Gorsuch Joins Oral Arguments as a Justice Supreme Court Justice Neil Gorsuch joined his first oral arguments from the bench on Monday, hearing three cases a week after being sworn in to the nation's highest court. Gorsuch wasted no time jumping in to the proceedings; according to Supreme Court scholar Adam Feldman, Gorsuch spoke up in the 11th minute of his first oral argument, and asked 22 questions of the lawyers, more than any of the other sitting justices in their first cases. Gorsuch, 49, is no stranger to oral arguments: he comes from the Supreme Court after nearly 11 years on the Tenth Circuit Court of Appeals.

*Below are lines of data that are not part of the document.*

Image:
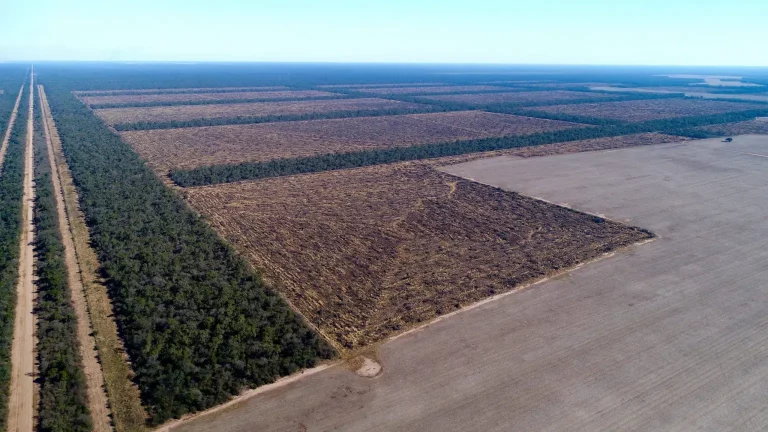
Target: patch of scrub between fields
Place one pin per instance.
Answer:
(367, 253)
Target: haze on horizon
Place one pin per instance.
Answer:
(652, 32)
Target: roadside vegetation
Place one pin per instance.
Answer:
(198, 324)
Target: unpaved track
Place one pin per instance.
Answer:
(124, 401)
(11, 121)
(97, 397)
(21, 402)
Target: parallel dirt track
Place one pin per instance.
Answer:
(22, 398)
(185, 148)
(124, 399)
(97, 397)
(11, 121)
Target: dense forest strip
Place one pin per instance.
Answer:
(275, 118)
(208, 102)
(63, 404)
(79, 330)
(11, 121)
(124, 398)
(21, 407)
(11, 193)
(199, 325)
(290, 166)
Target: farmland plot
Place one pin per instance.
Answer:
(654, 109)
(191, 112)
(534, 97)
(366, 253)
(187, 148)
(202, 97)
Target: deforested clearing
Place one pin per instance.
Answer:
(186, 148)
(433, 89)
(191, 112)
(197, 97)
(757, 126)
(521, 97)
(175, 90)
(366, 253)
(654, 109)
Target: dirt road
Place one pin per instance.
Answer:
(21, 400)
(11, 121)
(97, 397)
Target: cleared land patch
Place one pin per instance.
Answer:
(191, 112)
(433, 89)
(655, 109)
(366, 253)
(533, 97)
(187, 148)
(200, 97)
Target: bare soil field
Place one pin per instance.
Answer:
(433, 89)
(191, 112)
(756, 126)
(197, 97)
(186, 148)
(656, 109)
(366, 253)
(521, 97)
(177, 90)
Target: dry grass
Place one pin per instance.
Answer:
(433, 89)
(654, 109)
(198, 97)
(366, 253)
(191, 112)
(521, 97)
(186, 148)
(172, 90)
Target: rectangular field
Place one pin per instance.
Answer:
(370, 252)
(186, 148)
(257, 109)
(433, 89)
(655, 109)
(197, 97)
(528, 97)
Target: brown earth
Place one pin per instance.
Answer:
(197, 97)
(432, 89)
(186, 148)
(655, 109)
(369, 252)
(739, 128)
(171, 90)
(521, 97)
(124, 401)
(191, 112)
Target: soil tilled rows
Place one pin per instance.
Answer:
(187, 148)
(739, 128)
(532, 97)
(257, 109)
(368, 252)
(198, 97)
(655, 109)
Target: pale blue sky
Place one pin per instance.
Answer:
(652, 32)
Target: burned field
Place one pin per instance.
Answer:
(527, 97)
(433, 89)
(186, 148)
(202, 97)
(654, 109)
(366, 253)
(191, 112)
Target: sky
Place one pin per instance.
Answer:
(616, 32)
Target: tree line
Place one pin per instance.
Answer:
(198, 324)
(325, 162)
(63, 392)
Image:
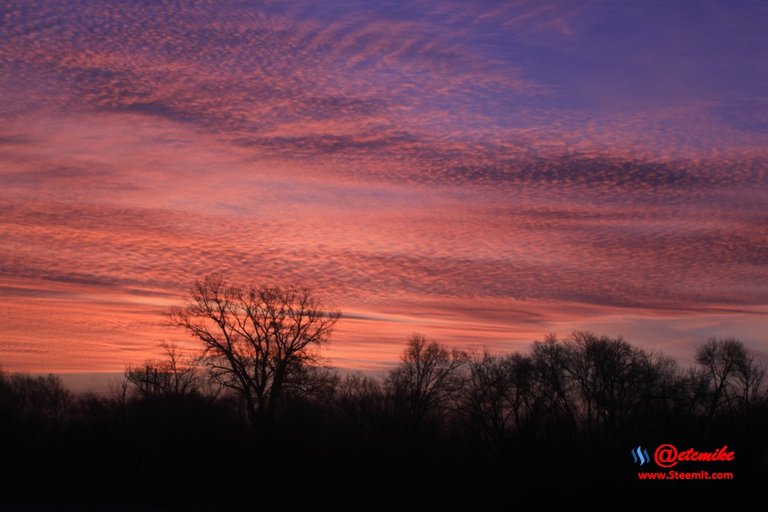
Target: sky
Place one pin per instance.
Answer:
(485, 173)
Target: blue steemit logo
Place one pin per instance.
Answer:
(640, 455)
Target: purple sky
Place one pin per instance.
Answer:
(486, 173)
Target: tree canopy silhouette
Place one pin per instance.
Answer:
(258, 340)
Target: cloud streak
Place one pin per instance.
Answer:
(425, 169)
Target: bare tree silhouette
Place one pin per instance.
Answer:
(174, 376)
(258, 340)
(734, 377)
(426, 377)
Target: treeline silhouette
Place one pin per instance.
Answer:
(444, 429)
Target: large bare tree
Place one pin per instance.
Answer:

Today, Gorsuch and his fellow eight justices will hear oral arguments in two cases: Henson v. Santander Consumer USA Inc., which asks whether debt buyers should be regulated as debt collectors under the Fair Debt Collection Practices Act; and Kokesh v. SEC, which asks whether a limitation period applies to SEC disgorgement claims.
Shutdown Clock... We are now TEN DAYS away from the expiration of the current government funding package on April 28; if no new funding plan is passed by then, the federal government will shut down. Where are the House and Senate? On a two-week recess: the latter returns on April 24, the former on April 25.
The Republican Party is divided on what changes to make in the temporary spending bill needed to keep the government open: the White House wants funding for the President's proposed border, the House Freedom Caucus is demanding that the measure defund Planned Parenthood, while Sen. John McCain (R-AZ) and his allies are threatening a shutdown if military spending is not increased.
Ryan's issue: Planned Parenthood is unlikely to be defunded in the measure, due to opposition to such a provision by a number of moderate GOP senators. If it is not included, much of the House Freedom Caucus would likely defect and vote against a funding plan. If that happens, Speaker Ryan would be forced to rely on Democratic votes to keep the government open - votes he will only get if the border wall is also not funded, making it possible that zero Republican priorities will be achieved in the spending bill.
In the Hopper Interesting bills recently filed in Congress...
From the left: Rep. Earl Blumenauer (D-OR) introduced H.R.2093 to add to the 25th Amendment to the Constitution, which gives a majority of Cabinet officers the right to declare the President unfit. Under Blumenauer's bill, former presidents and vice presidents would also get a say in the decision, since the President could fire his Cabinet.
From the right: Rep. Luke Messer (R-IN) introduced H.R. 2090, which would require photo ID for voting in federal elections, a step many states have already taken.
Today's Trivia This is the 242nd anniversary of Paul Revere's famous ride. But Revere wasn't the only one who warned Americans of the British army's arrival on this night in 1775...name one of the other colonists who performed the same task alongside him.